Plasma 25-Hydroxyvitamin D Concentration and Metabolic Syndrome Among Middle-Aged and Elderly Chinese Individuals: Response to Lu et al.

We read with interest the article by Lu et al. (1), which concluded that a low 25-hydroxyvitamin D [25(OH)D] level was associated with an increased risk of prevalent metabolic syndrome among middle-aged and elderly Chinese men and women. However, as the investigators acknowledge, vitamin D may exert its effects through the regulation of extra- and intracellular calcium. The calcium homeostasis, on the other hand, is tightly regulated by parathyroid hormone (PTH). There is therefore a close relationship between 25(OH)D, calcium, and PTH (2) to the extent that changes in the levels of any one of these biomarkers affect the levels of the others. Unfortunately, PTH and serum calcium were neither measured nor adjusted for in the Chinese study.

Lu et al. partly acknowledge this limitation, arguing that “data from NHANES [National Health and Nutrition Examination Survey] 2003–2004 and the Medical Research Council Ely Prospective Study suggested that the associations between 25(OH)D and insulin resistance and metabolic syndrome were independent of calcium and parathyroid hormone” (1). We argue that this interpretation is partly incorrect. Firstly, Reis et al. (3) confirmed the results from their previous Rancho Bernardo Study by showing in older men a statistically significant increased risk of metabolic syndrome with elevated PTH levels independent of vitamin D levels. Secondly, the Medical Research Council Ely Prospective Study (4) showed that the inverse association between baseline 25(OH)D levels and the metabolic syndrome risk z score was no longer significant after adjustments for PTH, calcium, and IGF-1.

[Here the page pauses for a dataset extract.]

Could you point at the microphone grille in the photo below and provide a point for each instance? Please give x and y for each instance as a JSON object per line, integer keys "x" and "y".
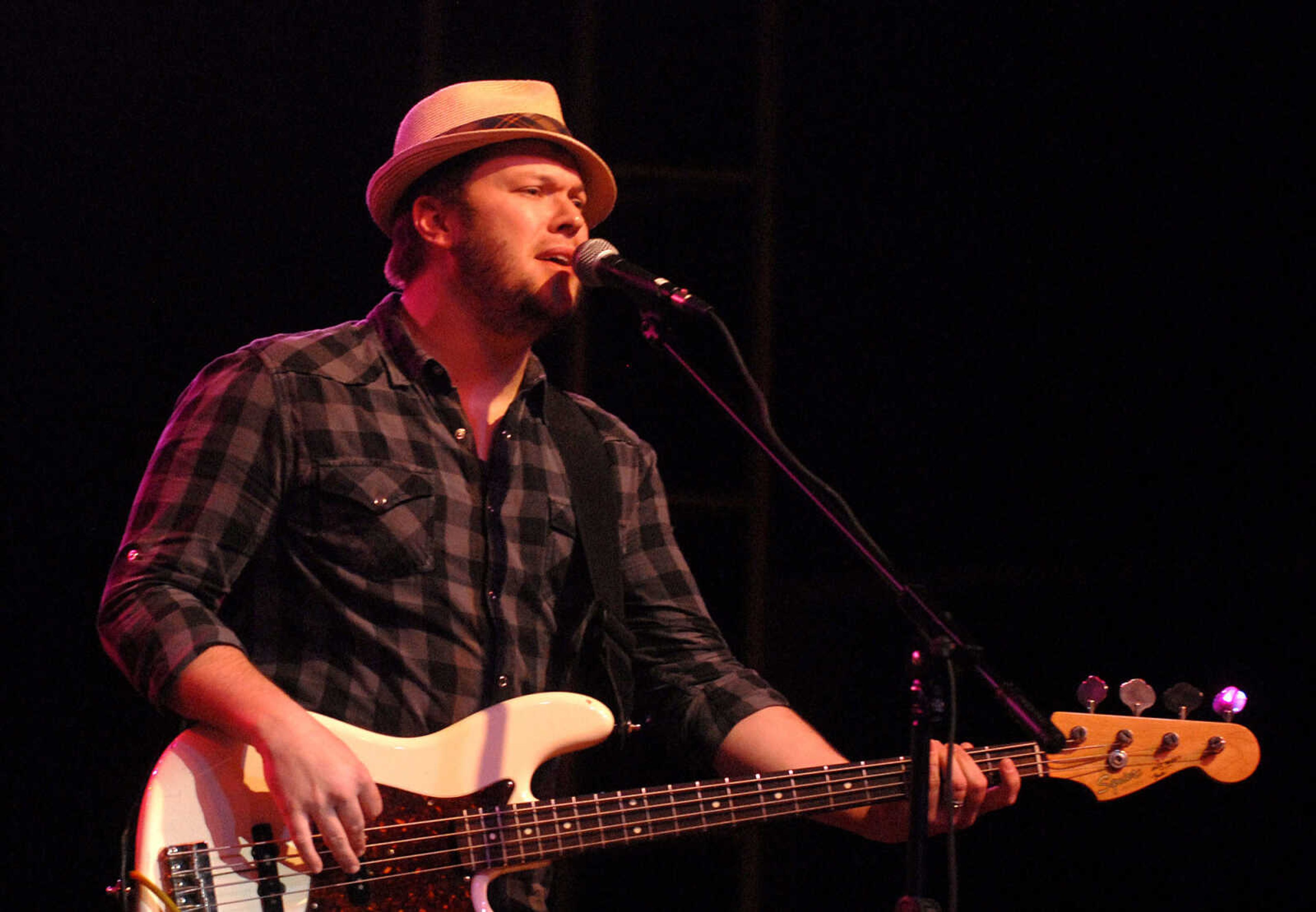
{"x": 587, "y": 258}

Data from our own cross-sectional study of 1,017 consecutive Caucasian morbidly obese men and women (2) add further support to the hypothesis that PTH is associated with metabolic syndrome. After adjustment for 25(OH)D, magnesium, calcium, phosphate, creatinine, age, sex, season of serum sampling, BMI, current smoking, albuminuria, C-reactive protein, insulin resistance, and type 2 diabetes, patients with PTH levels in the second to fourth quartiles (≥4.4 pmol/l) had higher odds of prevalent metabolic syndrome (odds ratio 1.47 [95% CI 0.92–2.35], 2.33 [1.40–3.87], and 2.09 [1.23–3.56], respectively) than those in the first quartile (<4.4 pmol/l).

A recent Swedish 10-year follow-up study of elderly men (mean age 71 years) (5) showed that plasma PTH level, even in the normal range, was associated with a higher risk of cardiovascular mortality, even after adjustments for established cardiovascular risk factors and vitamin D deficiency.

Future observational studies addressing the association between vitamin D and cardiovascular risk should therefore include PTH and calcium in their analyses. Although a recently published randomized controlled trial (6) could not demonstrate that vitamin D supplementation has a significant effect on the glucose metabolism of subjects with type 2 diabetes, sufficiently powered and well-designed randomized controlled clinical trials (including therapeutic strategies to increase 25[OH]D levels and lower PTH levels, e.g., calcium/vitamin D supplementation or calcimimetics, the therapeutic drugs demonstrated to lower PTH levels through an increase in the intracellular calcium of parathyroid cells) are needed to explore any cause-and-effect relationships.